Cincinnati Children’s Hospital, which performs trans surgeries on minors and donated thousands of dollars to DeWine’s campaign, lobbied him to veto HB 68.

In fact, hospital CEO Steve Davis stated publicly that HB 68 “would hinder doctors and parents from collaboratively deciding the best treatment for their children,” a talking point DeWine later repeated.

It was later discovered, however, that the hospital’s talk of parental involvement was all lip service. Instead, the hospital held training sessions to school doctors in ways to circumvent surgery-skeptical parents and how to actively move children in the direction of surgical procedures.

The saga of HB 68 isn’t just the story of a veto and subsequent executive brinkmanship. It’s also a massive human rights violation that requires an immediate investigation into what’s currently being done in the dark at “gender-affirming” clinics and hospitals in Ohio.
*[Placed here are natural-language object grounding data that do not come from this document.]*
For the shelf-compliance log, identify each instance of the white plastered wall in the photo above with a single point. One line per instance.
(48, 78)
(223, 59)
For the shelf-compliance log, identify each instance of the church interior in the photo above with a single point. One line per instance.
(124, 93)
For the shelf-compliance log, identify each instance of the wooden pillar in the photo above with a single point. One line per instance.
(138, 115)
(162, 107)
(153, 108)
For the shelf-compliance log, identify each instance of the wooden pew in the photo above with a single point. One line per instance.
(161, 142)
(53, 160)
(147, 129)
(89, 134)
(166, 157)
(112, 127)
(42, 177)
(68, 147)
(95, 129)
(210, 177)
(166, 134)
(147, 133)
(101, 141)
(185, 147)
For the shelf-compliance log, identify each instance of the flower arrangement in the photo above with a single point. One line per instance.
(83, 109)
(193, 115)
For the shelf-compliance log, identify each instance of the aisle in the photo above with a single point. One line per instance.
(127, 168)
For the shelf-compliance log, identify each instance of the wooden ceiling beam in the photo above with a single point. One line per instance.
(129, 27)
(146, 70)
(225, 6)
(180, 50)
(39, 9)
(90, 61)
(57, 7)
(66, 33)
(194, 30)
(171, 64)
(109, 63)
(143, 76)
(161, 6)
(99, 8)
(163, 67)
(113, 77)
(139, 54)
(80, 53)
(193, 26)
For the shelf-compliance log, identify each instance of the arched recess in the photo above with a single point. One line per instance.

In late December, when DeWine vetoed HB 68, Republican Senate President Matt Huffman and GOP Ohio House Speaker Jason Stephens both signaled their disappointment and the need to pursue a veto override. Thankfully, and in a welcome display of courage, the Ohio House voted 65 to 28 to do just that on Jan. 9. Bill sponsor Republican state Rep. Gary Click said the calls his office received to override the veto represented the “highest organic input” he had ever received.

Now, the state Senate will get its chance to weigh in, set for Wednesday, and needs 20 votes in the 33-member body to override DeWine’s veto. With an override, the Senate has a chance to honor the will of the people of Ohio. Let’s hope it does just that.